It is more appropriate to run such a large table in the CDH big data environment.

| username: Lucien-卢西恩 | Original post link

It might be due to this reason. You can verify it by turning off tidb_enable_tmp_storage_on_oom and trying again. https://docs.pingcap.com/zh/tidb/dev/system-variables#tidb_mem_oom_action-从-v610-版本开始引入

| username: 人如其名 | Original post link

This is unrelated, the red-circled cannot reuse temporary disk should mean that if there is one, it will be used first, and if not, it will cancel. If tidb_enable_tmp_storage_on_oom=OFF, it will definitely be canceled, which is even less in line with the requirements. Here, I think it should first write to disk, and only cancel when there is no space on the disk (it will not use more memory than tidb_mem_quota_query). In my actual test, the disk was not full.

The hash table related to hash join should be here: tidb/executor/join.go at 706c3fa3c526cdba5b3e9f066b1a568fb96c56e3 · pingcap/tidb · GitHub
MemTracker.FallbackOldAndSetNewAction is a method that adds new actions to the action queue on the current object and then reorders them based on the priority attribute of the actions, with higher priority actions being executed first. When disk spilling is enabled, its priority is higher than cancel. The priority order is: tidb/util/memory/action.go at 706c3fa3c526cdba5b3e9f066b1a568fb96c56e3 · pingcap/tidb · GitHub
If throttling is enabled, it will throttle first, then spill to disk, and then (if oom-action=log, it will only log a warning, if cancel, it will directly kill). Therefore, the logic of spilling to disk and canceling does not conflict; it should spill to disk first, and cancel only if it cannot spill.
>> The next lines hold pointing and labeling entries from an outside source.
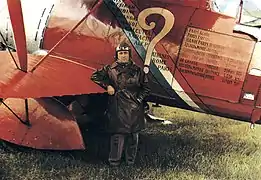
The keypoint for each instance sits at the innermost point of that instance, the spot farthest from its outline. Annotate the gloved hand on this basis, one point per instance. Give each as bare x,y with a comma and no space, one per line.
139,100
110,90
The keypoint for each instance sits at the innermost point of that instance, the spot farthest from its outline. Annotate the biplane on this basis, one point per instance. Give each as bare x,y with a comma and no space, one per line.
200,55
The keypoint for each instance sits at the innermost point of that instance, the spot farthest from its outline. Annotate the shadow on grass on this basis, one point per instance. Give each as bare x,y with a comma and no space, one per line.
176,146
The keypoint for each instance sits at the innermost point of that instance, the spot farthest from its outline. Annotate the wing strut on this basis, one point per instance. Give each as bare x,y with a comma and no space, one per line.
16,16
65,36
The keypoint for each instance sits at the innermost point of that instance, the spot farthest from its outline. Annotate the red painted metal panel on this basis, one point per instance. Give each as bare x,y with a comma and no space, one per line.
16,16
52,126
54,77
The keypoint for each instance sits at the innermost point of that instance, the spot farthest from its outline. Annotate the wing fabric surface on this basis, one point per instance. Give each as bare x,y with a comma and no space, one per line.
54,77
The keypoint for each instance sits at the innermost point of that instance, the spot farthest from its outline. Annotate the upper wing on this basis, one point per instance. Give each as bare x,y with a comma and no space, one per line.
54,77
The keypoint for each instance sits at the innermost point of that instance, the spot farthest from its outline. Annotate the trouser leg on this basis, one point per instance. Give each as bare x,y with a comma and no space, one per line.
116,148
131,147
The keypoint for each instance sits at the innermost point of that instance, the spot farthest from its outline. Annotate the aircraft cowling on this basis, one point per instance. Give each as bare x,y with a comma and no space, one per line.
52,126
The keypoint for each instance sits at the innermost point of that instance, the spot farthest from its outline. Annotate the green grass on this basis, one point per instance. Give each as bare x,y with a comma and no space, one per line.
196,146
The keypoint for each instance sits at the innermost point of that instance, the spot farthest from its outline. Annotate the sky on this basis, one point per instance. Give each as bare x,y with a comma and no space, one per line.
229,7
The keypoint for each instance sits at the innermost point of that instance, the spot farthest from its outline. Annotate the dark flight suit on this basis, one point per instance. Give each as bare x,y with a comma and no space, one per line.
125,108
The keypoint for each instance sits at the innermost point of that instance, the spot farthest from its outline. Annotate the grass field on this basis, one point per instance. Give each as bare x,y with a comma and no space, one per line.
195,146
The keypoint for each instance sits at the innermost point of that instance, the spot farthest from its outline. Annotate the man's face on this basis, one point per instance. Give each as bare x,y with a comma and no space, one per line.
123,56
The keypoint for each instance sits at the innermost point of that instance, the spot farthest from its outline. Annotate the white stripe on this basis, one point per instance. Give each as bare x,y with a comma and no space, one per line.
166,73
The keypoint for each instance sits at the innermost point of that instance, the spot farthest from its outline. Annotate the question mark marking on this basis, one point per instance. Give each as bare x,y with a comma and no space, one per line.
169,22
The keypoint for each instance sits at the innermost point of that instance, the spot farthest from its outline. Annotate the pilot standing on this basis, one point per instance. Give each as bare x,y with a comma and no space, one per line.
127,86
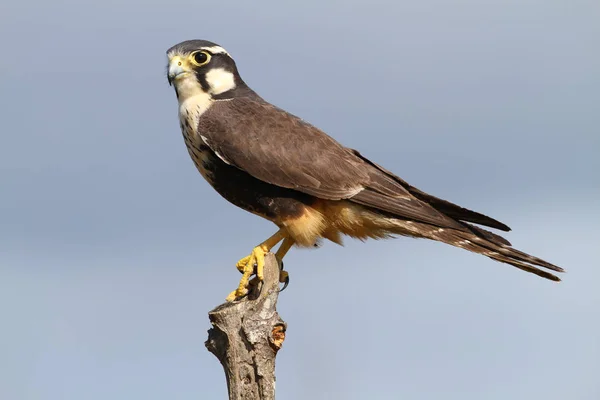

The issue here seems to be that the batch size for spilling the hash table is too large, causing insufficient memory and thus being killed. However, I’m not sure if this is the case, and if it is, whether there should be some optimization at the code level.

| username: Lucien-卢西恩 | Original post link

If the disk is not full, it should not cancel. I will test it later.

| username: 人如其名 | Original post link

Here are the test results, which are the results of repeated tests.
It might be difficult for you to reproduce because it requires the nation and region tables to not collect statistical information (pseudo).

If you need to reproduce, you should clear the statistical information of these two tables (you can clear the statistical information by rebuilding the tables).

| username: 人如其名 | Original post link

Mark, the OOM here is mainly due to an internal cross join. You can see the issue here: Turning on disk placement causes the tidb node to oom · Issue #40500 · pingcap/tidb · GitHub. It should be fixed in the future.